Matthew Warner of The Radical Life has a brilliant article that describes the “12 Most Important Metrics for your Child’s (and your) Education”:

  1. Are they humble – not that they think less of themselves, but that they think of themselves less.
  2. Do they know how to be loved – are they humble and secure enough to be vulnerable.
  3. Are they at peace – which means knowing who they are.
  4. Are they filled with joy – because they live with a hope that transcends this short life.
  5. Do they know they are small – that the world is not about them.
  6. Do they know they are giants – that, to somebody, they mean the whole world.
  7. Are they adventurous – willing to embrace a faith that will take them beyond the prison of their own limits.
  8. Are they imaginative – able to see that the best parts of life cannot be measured or touched.
  9. Do they embrace the moment – knowing that the present moment is the only moment they’ll ever have.
  10. Are they virtuous – aspiring to the best parts of their nature.
  11. Do they know how to give generously – because to give of yourself is the only way to find yourself.
  12. Do they know how to love – because this is what they were made to do (and because I’ve shown them by loving them every day unconditionally and by introducing them to a God who loves them perfectly).

It is a truly outstanding list and captures exactly what I hope to inculcate in my young daughter. I only found myself disagreeing with one sentence in his article, his concluding thought that ultimately, if his kids don’t learn these lessons, it’s no one’s fault but his own.

Being a parent comes with an awesome set of responsibilities. He is correct in the sense that parents, caregivers with unique and extensive duties in raising and nurturing their children, are truly irreplaceable when it comes to teaching their kids to value humility, virtue, joy, and everything else he mentions. But no family is an island. We are inevitably shaped by the communities in which we are members.

Kids are shaped by their schools, friends, and the people they admire. Various communities can reinforce or undermine the lessons of parents. Kids can receive the support they need within these communities when they face the temptation to be inauthentic or immoral in order to be cool, popular, attractive, or anything else the average adolescent might find tempting, or they might not. They might be inundated with values that contradict the understanding of success that parents are trying to get their children to embrace.

The dearth of communities in our society that reinforce this way of understanding success is something that concerns me greatly. Having taught and coached kids from kindergarten through college (mostly at Catholic schools), I have seen the flak that thoughtful, caring, kind, generous, joyful kids can get from those demanding conformity to the values of a more narcissistic, empty culture. And it can be tough to be vulnerable when others have hurt you when you have opened up. It can be tough to feel joyful if you feel alienated and lonely. It is tough to be loving when others don’t accept your love or even mock or reject it. All of this is particularly true in the challenging, formative years of adolescence.

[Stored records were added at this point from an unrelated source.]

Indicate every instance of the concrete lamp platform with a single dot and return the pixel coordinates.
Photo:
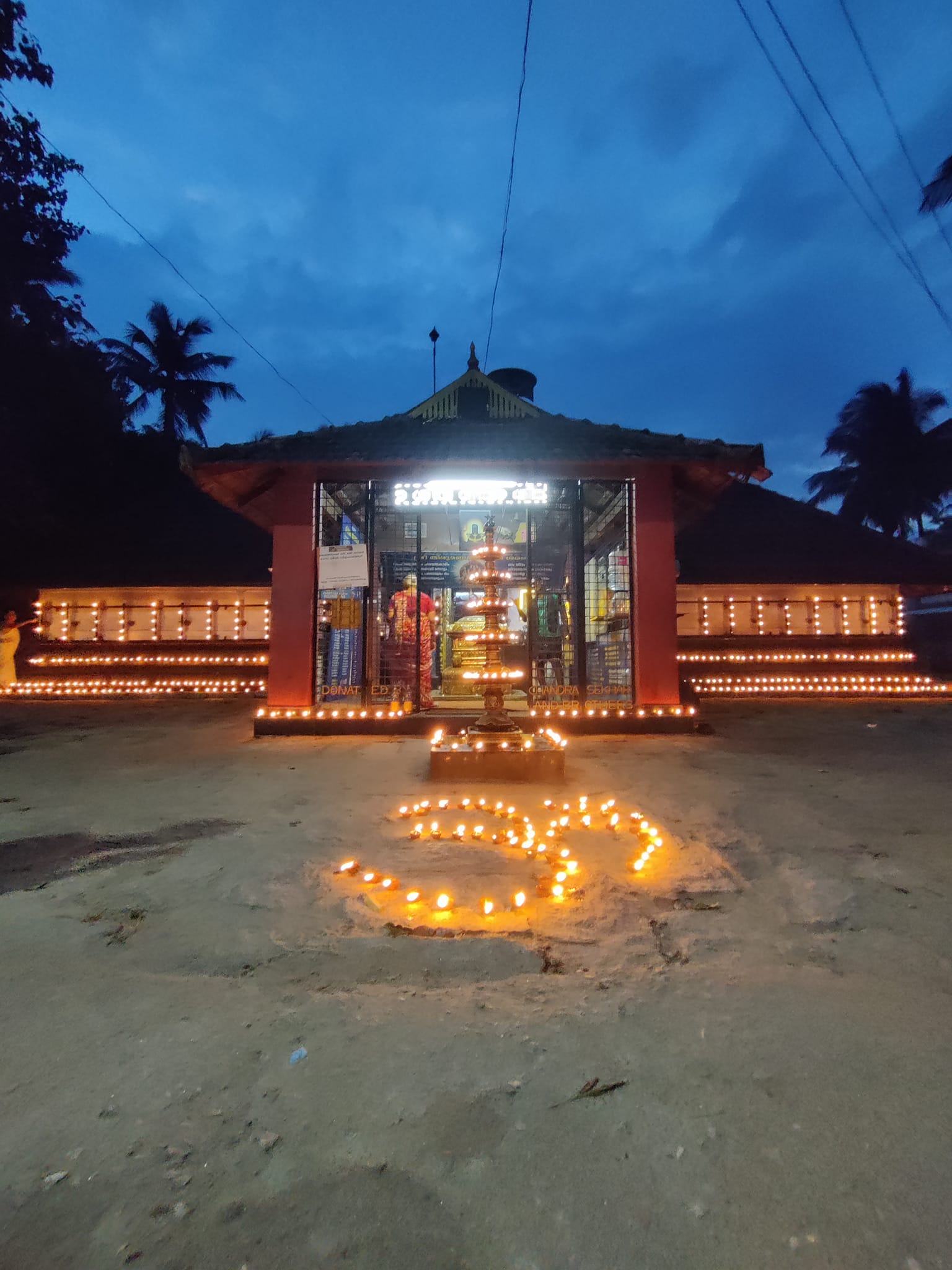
(506, 756)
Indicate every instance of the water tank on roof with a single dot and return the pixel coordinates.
(513, 379)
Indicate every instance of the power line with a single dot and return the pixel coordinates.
(891, 117)
(177, 271)
(509, 187)
(827, 154)
(853, 156)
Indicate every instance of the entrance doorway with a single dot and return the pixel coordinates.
(405, 638)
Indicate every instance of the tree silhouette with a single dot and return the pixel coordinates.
(892, 470)
(168, 366)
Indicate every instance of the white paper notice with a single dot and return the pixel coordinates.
(343, 567)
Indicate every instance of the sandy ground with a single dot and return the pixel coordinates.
(170, 933)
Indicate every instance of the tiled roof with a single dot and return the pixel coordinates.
(550, 436)
(754, 535)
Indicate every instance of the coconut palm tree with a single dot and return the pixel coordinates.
(938, 192)
(165, 365)
(892, 470)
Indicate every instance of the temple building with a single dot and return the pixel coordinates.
(646, 572)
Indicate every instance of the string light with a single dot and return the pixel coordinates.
(559, 884)
(816, 685)
(844, 615)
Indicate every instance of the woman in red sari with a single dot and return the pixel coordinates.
(403, 644)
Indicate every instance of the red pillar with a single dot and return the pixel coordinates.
(291, 655)
(655, 600)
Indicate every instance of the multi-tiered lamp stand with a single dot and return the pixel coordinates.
(493, 678)
(495, 746)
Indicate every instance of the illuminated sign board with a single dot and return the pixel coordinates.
(471, 493)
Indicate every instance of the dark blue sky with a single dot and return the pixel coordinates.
(679, 254)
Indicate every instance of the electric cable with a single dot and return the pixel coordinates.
(852, 153)
(829, 156)
(174, 269)
(509, 186)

I admire Matthew Warner’s strong embrace of his responsibilities as a parent. The world would be infinitely better if all parents demanded as much from themselves. But as it stands now, we have a responsibility to not only help our children embrace these values, but to try to transform our communities to reflect these values. It is a responsibility because we love and value others and want them to experience human flourishing and true success. But it’s also a necessity if we want to give our kids an even better opportunity to embrace and live these values, a better chance at achieving real success.